VÍCTOR.-Pero ¿es posible?
CARLOS.-Si quieres convencerte, cuando esté sola, a tu lado, abstraída, pregúntale: "¿En qué piensas?"
VÍCTOR.-(Reaccionando) Nunca se lo preguntaré. Quieres atormentarme.
CARLOS: Por el contrario, pretendo tranquilizarte haciéndote saber que ella no me quiso nunca.
VÍCTOR.--Pero a mí sí me quiere.
CARLOS.--(Con el veneno más dulce) ¿Lo dices porque piensa "en ti"?
VÍCTOR.-Tienes razón: no sé cómo he podido afirmar que me quiere. Si así fuera, no vendría a verte esta noche, y, no obstante...
CARLOS: Vendrá. Pero eso no prueba que no te quiera. Bien puede venir y seguir queriéndote, si te quiere.
VÍCTOR.-Es incomprensible.
CARLOS.-Pero así es. No hay remedio.
VÍCTOR. ¿Estás seguro?
CARLOS.-Completamente seguro. (Pausa breve)
VÍCTOR.-Contigo... ¿era también así?
CARLOS.-No. Tenía otra manera de quererme; es decir, de no quererme. "Sabes -me decía-, esta noche rehusé una invitación de Antonio. Antonio es delicioso.
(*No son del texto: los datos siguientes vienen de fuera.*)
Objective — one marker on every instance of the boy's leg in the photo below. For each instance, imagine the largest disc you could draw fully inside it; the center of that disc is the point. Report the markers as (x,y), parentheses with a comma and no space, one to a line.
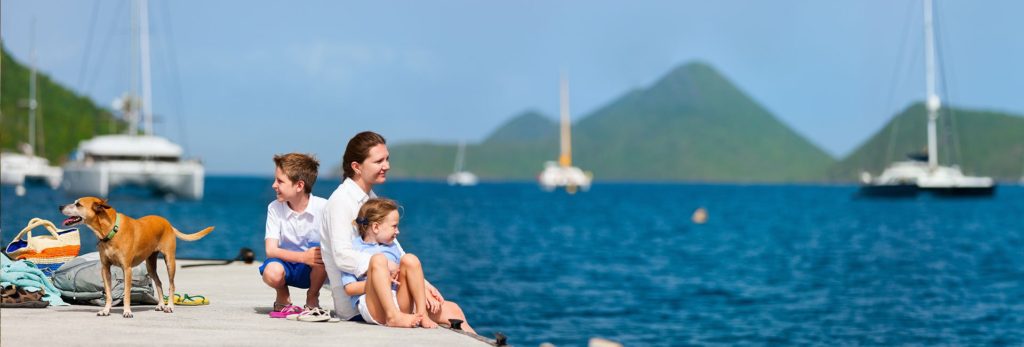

Estoy segura de que me habría divertido mucho; pero, ya lo ves, te quiero y aquí me tienes a tu lado". Al poco rato, su imaginación viajaba, y era entonces cuando yo le preguntaba: "¿En qué piensas?", y cuando ella me respondía: "En ti".
VÍCTOR.-Pero eso es horrible.
CARLOS.-Sí, horrible, pero irreprochable. (Un silencio) Creo, sinceramente, que si yo tuviera que escoger, preferiría, al modo como me quería, el modo como dices que te quiere.
VÍCTOR.-¿Qué cosa?
CARLOS.-Al menos a ti parece decirte: "Me voy con otro; pero pierde cuidado, allá estaré pensando en nuestro amor".
VÍCTOR.-¡Si alguien me asegurase que eso es verdad, que estando aquí piensa en nuestro amor... !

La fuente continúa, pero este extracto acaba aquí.